= Purduettes =

Purdue University choir

The Purduettes are the primary treble choral ensemble of Purdue University. Formed in 1942, the group typically consists of 50-60 undergraduate collegiate women and performs a variety of jazz, gospel, and swing songs. Similar to the all-male Purdue Varsity Glee Club, the Purduettes are housed within Purdue Musical Organizations, wear matching attire, employ student leadership, and feature smaller groups of members known as Specialites that perform during shows. The group is a featured ensemble annually in the Purdue Christmas Show, and in 2022 the Purduettes celebrated their 80th anniversary. Roughly every 4–5 years the Purduettes tour internationally, most recently to Costa Rica in 2015, and were planning to travel to Italy in spring 2020.

== History ==
Formed in 1942 during the Second World War, the original group of 13 women were chosen by Al Stewart to fulfill the performance schedule of the Purdue Varsity Glee Club when its schedule was curtailed due to the members leaving for service in the war.

Al Stewart took the Purduettes on a tour of the East coast that included a performance at the Eastman Kodak Company in Rochester, New York. The Purduettes were a hit and began entertaining audiences nationwide. Stewart originally designed four costumes for the Purduettes including a simple black and white choir gown and the well-known white satin, off-the-shoulder formal gown.
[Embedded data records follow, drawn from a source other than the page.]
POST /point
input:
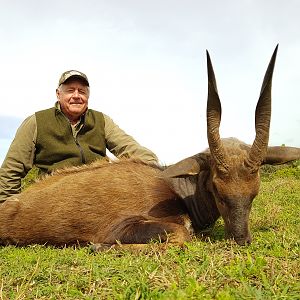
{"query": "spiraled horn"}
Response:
(213, 117)
(262, 118)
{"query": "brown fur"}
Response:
(101, 203)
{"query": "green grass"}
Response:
(208, 268)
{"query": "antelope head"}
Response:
(234, 172)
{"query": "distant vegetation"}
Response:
(208, 268)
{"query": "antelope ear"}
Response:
(189, 166)
(281, 155)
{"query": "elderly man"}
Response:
(68, 134)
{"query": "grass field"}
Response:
(208, 268)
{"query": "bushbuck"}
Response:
(130, 203)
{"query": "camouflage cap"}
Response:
(68, 74)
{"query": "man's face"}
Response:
(73, 97)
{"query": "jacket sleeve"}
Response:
(121, 144)
(18, 160)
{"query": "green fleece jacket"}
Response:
(21, 156)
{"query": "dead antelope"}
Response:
(132, 203)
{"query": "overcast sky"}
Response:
(146, 64)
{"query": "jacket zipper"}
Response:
(83, 160)
(82, 157)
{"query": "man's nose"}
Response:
(76, 94)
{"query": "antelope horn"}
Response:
(262, 118)
(213, 117)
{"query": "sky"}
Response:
(146, 64)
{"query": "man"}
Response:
(68, 134)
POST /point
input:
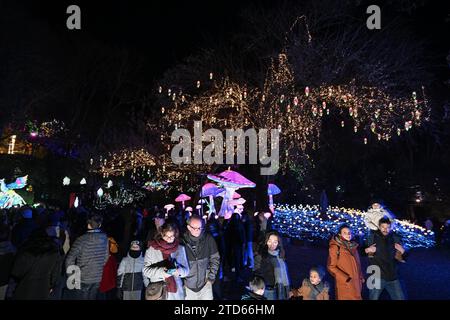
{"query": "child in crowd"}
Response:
(256, 291)
(313, 288)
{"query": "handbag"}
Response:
(156, 291)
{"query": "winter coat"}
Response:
(90, 252)
(384, 257)
(36, 271)
(253, 296)
(306, 291)
(345, 266)
(7, 252)
(155, 272)
(129, 274)
(264, 267)
(204, 260)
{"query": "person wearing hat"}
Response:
(130, 280)
(204, 260)
(90, 253)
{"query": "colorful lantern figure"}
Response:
(231, 181)
(8, 197)
(210, 190)
(182, 198)
(272, 190)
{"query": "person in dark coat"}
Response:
(384, 247)
(344, 265)
(271, 266)
(36, 268)
(89, 253)
(204, 260)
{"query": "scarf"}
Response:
(166, 249)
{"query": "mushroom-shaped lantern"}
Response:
(272, 190)
(168, 207)
(231, 181)
(210, 190)
(189, 210)
(182, 198)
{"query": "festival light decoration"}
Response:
(297, 113)
(307, 223)
(121, 162)
(66, 181)
(8, 197)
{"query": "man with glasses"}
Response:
(204, 260)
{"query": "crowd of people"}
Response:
(151, 254)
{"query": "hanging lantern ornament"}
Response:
(66, 181)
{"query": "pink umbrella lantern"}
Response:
(210, 190)
(182, 198)
(231, 181)
(272, 190)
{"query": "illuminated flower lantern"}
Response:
(182, 198)
(8, 197)
(237, 204)
(272, 190)
(374, 214)
(231, 181)
(189, 209)
(210, 190)
(66, 181)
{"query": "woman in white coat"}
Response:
(165, 260)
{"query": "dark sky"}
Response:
(166, 31)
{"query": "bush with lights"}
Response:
(307, 223)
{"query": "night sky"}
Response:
(168, 31)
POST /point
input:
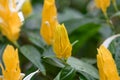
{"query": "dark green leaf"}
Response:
(67, 73)
(32, 54)
(36, 39)
(83, 34)
(81, 67)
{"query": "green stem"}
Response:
(109, 22)
(16, 44)
(115, 6)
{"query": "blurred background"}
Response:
(85, 24)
Although Stewart restored the men's Glee Club as soon as the war was over, the Purduettes had made their mark in history, and the women added a new flare to Purdue Musical Organizations. Even today, the Purduettes remain the choice group for many audiences.

== Specialty groups ==
Purduette Trio

This group takes inspiration from the stylings of the Andrews and McGuire sisters as well as the big band and swing sounds of the '40s and '50s.

The Remedy

The Remedy sings a variety of sacred and secular Americana music.

Lonely Hearts

This group sings a wide variety of music, from girl groups of the 1960s to movie tunes to contemporary pop, jazz and Latin hits. While performing the songs of Etta James to Sara Bareilles to Imelda May, the Lonely Hearts maintain a style, groove and sense of moxie that audiences love.